「還管什麼典不典的,這病治好需得三年。」凌安笑了一聲,「別太荒謬。」
「確實荒謬。」蒼厘心嘆一氣,抬臂將鷹送上鐵架,淡淡抱拳行禮,「無論如何,蒼厘謝過先生。請先生定下地點,三日後再行拜訪。」
——而今三日之期已滿,天一亮便是時候赴約了。
蒼厘好容易抓過蓮子茶咽盡,喉頭風波暫息,腦瓜瓤子又嗡嗡起來。
那邊打更人剛走遠,隱隱的梆子悶聲尚未湮沒在夜色中,這頭路口官道的桑樹梢上已顫巍巍滾起喧天的鑼鼓,將他沒關嚴實的窗縫都震得開了。
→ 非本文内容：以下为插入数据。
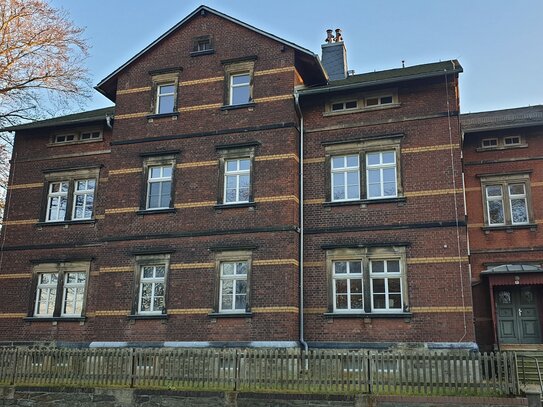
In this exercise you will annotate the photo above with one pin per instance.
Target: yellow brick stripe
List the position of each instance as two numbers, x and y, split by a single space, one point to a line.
435 260
274 71
276 262
200 107
429 148
441 309
121 210
278 199
25 186
278 157
266 310
20 222
133 90
9 315
18 275
202 81
197 164
273 98
124 171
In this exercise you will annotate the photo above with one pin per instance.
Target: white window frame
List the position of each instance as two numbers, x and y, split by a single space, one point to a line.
160 96
86 193
522 196
385 275
234 278
50 299
345 170
78 287
153 281
381 166
237 173
348 276
233 87
160 180
61 196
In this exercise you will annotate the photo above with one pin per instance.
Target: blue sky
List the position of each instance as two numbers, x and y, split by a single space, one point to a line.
498 42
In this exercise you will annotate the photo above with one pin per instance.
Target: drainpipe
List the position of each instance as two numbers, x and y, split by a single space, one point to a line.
303 343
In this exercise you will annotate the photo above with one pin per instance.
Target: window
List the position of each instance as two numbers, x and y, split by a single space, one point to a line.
489 142
239 80
386 285
348 293
367 280
233 273
363 169
78 136
165 98
164 91
236 173
159 187
507 200
381 174
151 273
345 177
159 180
70 195
233 290
152 289
60 289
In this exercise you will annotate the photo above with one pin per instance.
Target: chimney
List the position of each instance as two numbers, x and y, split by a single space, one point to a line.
334 56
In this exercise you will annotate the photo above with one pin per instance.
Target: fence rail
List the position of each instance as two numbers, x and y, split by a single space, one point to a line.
265 370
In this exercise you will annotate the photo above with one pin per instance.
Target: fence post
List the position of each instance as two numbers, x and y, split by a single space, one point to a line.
13 376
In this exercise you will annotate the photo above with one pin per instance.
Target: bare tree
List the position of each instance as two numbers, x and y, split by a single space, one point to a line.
41 61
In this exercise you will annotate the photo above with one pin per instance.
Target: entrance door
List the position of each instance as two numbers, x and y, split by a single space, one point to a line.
518 319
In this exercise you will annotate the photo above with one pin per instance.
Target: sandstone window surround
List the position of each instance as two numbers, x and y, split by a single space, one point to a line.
367 281
507 200
364 170
69 195
59 290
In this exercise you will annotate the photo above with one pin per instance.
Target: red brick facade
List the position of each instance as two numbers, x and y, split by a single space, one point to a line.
419 227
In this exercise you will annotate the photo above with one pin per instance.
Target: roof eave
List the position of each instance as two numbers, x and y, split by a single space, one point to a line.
349 86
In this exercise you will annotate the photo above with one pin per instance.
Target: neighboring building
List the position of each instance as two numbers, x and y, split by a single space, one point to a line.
503 167
175 219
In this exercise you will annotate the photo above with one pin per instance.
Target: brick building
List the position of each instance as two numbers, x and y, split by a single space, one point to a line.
503 179
241 192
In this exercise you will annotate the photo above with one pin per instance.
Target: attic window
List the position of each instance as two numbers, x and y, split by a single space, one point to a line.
202 45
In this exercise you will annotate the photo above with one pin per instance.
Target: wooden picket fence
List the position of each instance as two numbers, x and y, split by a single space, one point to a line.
265 370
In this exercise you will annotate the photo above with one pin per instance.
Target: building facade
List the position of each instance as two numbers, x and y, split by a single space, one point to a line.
242 193
504 176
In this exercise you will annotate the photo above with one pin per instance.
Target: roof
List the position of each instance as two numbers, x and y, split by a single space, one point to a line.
513 269
388 76
305 51
502 119
71 119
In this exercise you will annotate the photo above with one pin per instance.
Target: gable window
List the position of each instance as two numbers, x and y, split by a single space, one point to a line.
165 98
159 187
151 273
345 177
233 282
158 181
363 169
239 81
507 200
70 195
381 174
60 289
367 280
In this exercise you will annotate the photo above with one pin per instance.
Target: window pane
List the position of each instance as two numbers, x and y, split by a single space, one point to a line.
518 210
495 209
340 267
377 266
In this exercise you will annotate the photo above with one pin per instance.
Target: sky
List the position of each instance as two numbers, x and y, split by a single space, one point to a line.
498 42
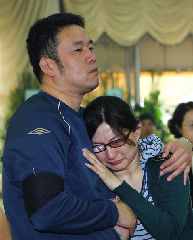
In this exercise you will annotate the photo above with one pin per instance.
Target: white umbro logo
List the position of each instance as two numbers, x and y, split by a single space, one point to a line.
39 131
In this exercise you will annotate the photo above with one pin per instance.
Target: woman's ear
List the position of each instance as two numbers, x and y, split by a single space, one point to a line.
178 129
47 66
138 131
這熱騰騰的喧鬧在一片寂靜中格外喜慶,分明是揣著大好親事有備而來。
蒼厘怔了怔。他很久不曾聽聞羅舍城中有什麼喜事了。正疑惑間,那歡騰已停在驛站前,悄然結了尾落了幕。
看樣子不打算深夜進城。
想進也進不去。蒼厘想,今天又有「極凶之刻」,王令不允,哪邊的人來了都不管用。
至於被關在城外的是誰,安天錦根本不在乎。
緲姬曾說安天錦是災星降世,後來果不其然被她言中。羅舍本為西涼五城之首,逐漸因著新布的奇刑厲律式微,不復以往繁榮。城裡能跑的都跑了,剩下的是跑不了的。
譬如緲姬。
譬如他自己。
蒼厘起身去闔窗戶,想在天大亮之前再歇會兒,免得等了三日的凌安又瞧出殺氣,不興教棋。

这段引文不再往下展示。